2freensel
I saw this movie before reading any reviews, and I thought it was very funny. I was very surprised to see the overwhelmingly negative reviews this film received from critics.
Sharkflei
Your blood may run cold, but you now find yourself pinioned to the story.
Mabel Munoz
Just intense enough to provide a much-needed diversion, just lightweight enough to make you forget about it soon after it’s over.
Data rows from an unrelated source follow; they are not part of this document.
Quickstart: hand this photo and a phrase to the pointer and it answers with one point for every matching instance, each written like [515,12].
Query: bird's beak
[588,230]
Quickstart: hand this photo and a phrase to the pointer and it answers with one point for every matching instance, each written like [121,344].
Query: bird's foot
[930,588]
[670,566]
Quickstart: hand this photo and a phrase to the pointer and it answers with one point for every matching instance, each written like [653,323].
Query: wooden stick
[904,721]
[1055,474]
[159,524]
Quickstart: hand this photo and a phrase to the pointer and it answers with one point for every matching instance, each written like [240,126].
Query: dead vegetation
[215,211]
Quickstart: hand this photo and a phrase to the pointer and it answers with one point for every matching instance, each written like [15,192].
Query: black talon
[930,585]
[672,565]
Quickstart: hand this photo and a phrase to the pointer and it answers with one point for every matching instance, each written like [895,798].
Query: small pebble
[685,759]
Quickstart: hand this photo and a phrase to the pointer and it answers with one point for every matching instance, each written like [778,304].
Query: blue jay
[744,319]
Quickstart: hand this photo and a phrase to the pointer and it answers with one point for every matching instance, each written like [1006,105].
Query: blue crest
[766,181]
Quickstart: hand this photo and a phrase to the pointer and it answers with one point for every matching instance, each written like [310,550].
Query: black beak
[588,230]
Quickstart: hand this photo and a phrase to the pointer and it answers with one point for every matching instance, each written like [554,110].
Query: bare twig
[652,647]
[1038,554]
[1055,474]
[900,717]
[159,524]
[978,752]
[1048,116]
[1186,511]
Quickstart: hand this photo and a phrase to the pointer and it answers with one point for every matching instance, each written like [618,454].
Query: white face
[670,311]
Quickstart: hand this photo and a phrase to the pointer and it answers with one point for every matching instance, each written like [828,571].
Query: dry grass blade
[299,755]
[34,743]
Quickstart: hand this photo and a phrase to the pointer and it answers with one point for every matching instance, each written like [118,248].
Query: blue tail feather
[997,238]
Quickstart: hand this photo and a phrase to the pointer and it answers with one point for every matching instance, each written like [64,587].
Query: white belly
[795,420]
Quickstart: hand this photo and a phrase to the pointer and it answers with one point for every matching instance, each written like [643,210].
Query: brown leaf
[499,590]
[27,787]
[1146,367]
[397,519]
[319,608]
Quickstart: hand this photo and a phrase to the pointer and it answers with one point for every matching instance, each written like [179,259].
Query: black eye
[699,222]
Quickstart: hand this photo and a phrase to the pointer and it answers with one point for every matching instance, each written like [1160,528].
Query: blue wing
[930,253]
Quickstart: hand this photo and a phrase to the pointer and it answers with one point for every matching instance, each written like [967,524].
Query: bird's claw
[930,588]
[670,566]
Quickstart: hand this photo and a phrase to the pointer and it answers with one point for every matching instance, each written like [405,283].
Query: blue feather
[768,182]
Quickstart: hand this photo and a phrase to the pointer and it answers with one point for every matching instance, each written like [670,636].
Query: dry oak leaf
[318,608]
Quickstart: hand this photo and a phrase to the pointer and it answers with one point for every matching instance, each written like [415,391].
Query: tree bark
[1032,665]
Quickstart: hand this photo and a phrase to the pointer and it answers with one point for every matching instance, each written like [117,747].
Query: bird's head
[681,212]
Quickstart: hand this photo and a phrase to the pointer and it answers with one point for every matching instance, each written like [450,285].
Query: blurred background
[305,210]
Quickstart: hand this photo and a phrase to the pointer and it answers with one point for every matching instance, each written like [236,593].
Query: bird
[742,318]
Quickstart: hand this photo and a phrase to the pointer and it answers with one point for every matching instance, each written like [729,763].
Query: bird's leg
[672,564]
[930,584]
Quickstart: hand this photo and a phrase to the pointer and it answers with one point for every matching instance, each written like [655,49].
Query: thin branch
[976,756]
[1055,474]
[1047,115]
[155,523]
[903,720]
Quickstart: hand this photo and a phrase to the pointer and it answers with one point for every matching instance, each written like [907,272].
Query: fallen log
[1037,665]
It’s not exactly “good,” per se, but it does what it sets out to do in terms of putting us on edge, which makes it … successful?
Lucia Ayala
It's simply great fun, a winsome film and an occasionally over-the-top luxury fantasy that never flags.
theowinthrop
While nothing can approach reading the actual novel, this television film version of THE MASTER OF BALLENTRAE is far better than the 1953 film version. At the very least it managed to recreate the real personality problems that appear in that egoist James Durrie. Michael York is shown to be an amoral, selfish human being from the start, when he is carrying on an affair with a poor girl of the local village - an affair that leaves the girl with a child that his family has to help support. York never shows any redeeming quality in his James Durrie. In fact one moment I recall (which is not in the novel, but should have been) is when he and his friend Col. Burke (here Timothy Dalton) are commenting on requests from the Durrie family to try to economize while they are living in Paris. York smiles and laughs that they will stop drinking so much brandy and only drink champaign from now on.Richard Thomas plays Henry far better than Anthony Steel did. Steel was too young in the role - he never grew into the money obsessed ant to York's spendthrift grasshopper that Thomas could grown into. But the writers watered it down a little, allowing Thomas to be a bit warmer than Henry is in the novel (and allowing a genuine affection to grow between Thomas and his wife). It is a bearable change in the story.Similarly commendable is the worldwide scope of this film version: there are scenes in the novel in the Caribbean, Europe, and India, which are picked up on as we watch James traveling around the world with Burke. The only difference here is that Burke dies in India (but significantly his death barely fazes his so-called friend James). The pirate section in the Caribbean is also changed because the pirate is Blackbeard (called Captain Teach - Brian Blessed in a nice performance). I don't think that Blackbeard would have killed off his own crew as Blessed did, but it was an interesting section of the film.The finale of the novel in the upstate section of the colony of New York maintains the fantastic trick that Stevenson used in the novel - a trick which may be too fantastic. However, it's results are also watered down here, as only one fatality results.With all these alterations the story's bitterness is handled quite well. It certainly is a worthy addition to the films that have appeared based on Stevenson's works in the movies and on television.
loki
we thought this was a great film at our house. we have a large movie library and enjoy this film very much. we found the acting fine. The vistas are breath taking the musical score is excellent the relationship between characters comes off well. the plot moves along at the proper speed not to fast or slow i am not generally a richard tomas fan but i like him in here, he stretches his usually simple acting to something new and good. The movie and its message are profound. People who pan it i think do not understand it. the Errol Flinn version i do not care for at all. this has all the meat without the fluff. wish it would come out on DVD
B24
This version of the film, which gets about everything from the novel wrong in spite of a competent cast and some good location shots, is one that all of its participants -- all who are still living, that is -- seem never to mention. Michael York in particular goes through the whole thing with an ironic smugness that suggests no one was really taking Stevenson seriously. That's a pity, because it could have been a good old-fashioned action flick in the manner of its predecessors, but with an added cachet of great color and wide Scottish vistas. Truly a disappointment.
jbuck_919
Looks like an all-star cast, doesn't it? Forget it. This confusing pseudo-spectacle cannot survive Robert Louis Stevenson's wretchedly convoluted and improbable plot. The only reason I'm commenting is that I'm a sucker for 18th century movies and found this one horribly disappointing.Since there is also no plot summary, an aristocratic family with two sons in constant contention with each other experience various adventures. The "good" son who is not so good succeeds in exiling the "evil" one who is not so evil, but the latter keeps coming back to haunt the former. But every turn of plot, if you want to call it a plot, suffers greatly from lack of credibility.Poor Stevenson. He wrote long adventure stories for boys that were designed to make money. Then he occasionally showed his real talent, as he did in the long short story The Strange Case of Dr. Jekyll and Mr. Hyde. But even there he was not well served, for most of the movie versions want to substitute a monster story for a true psychological thriller.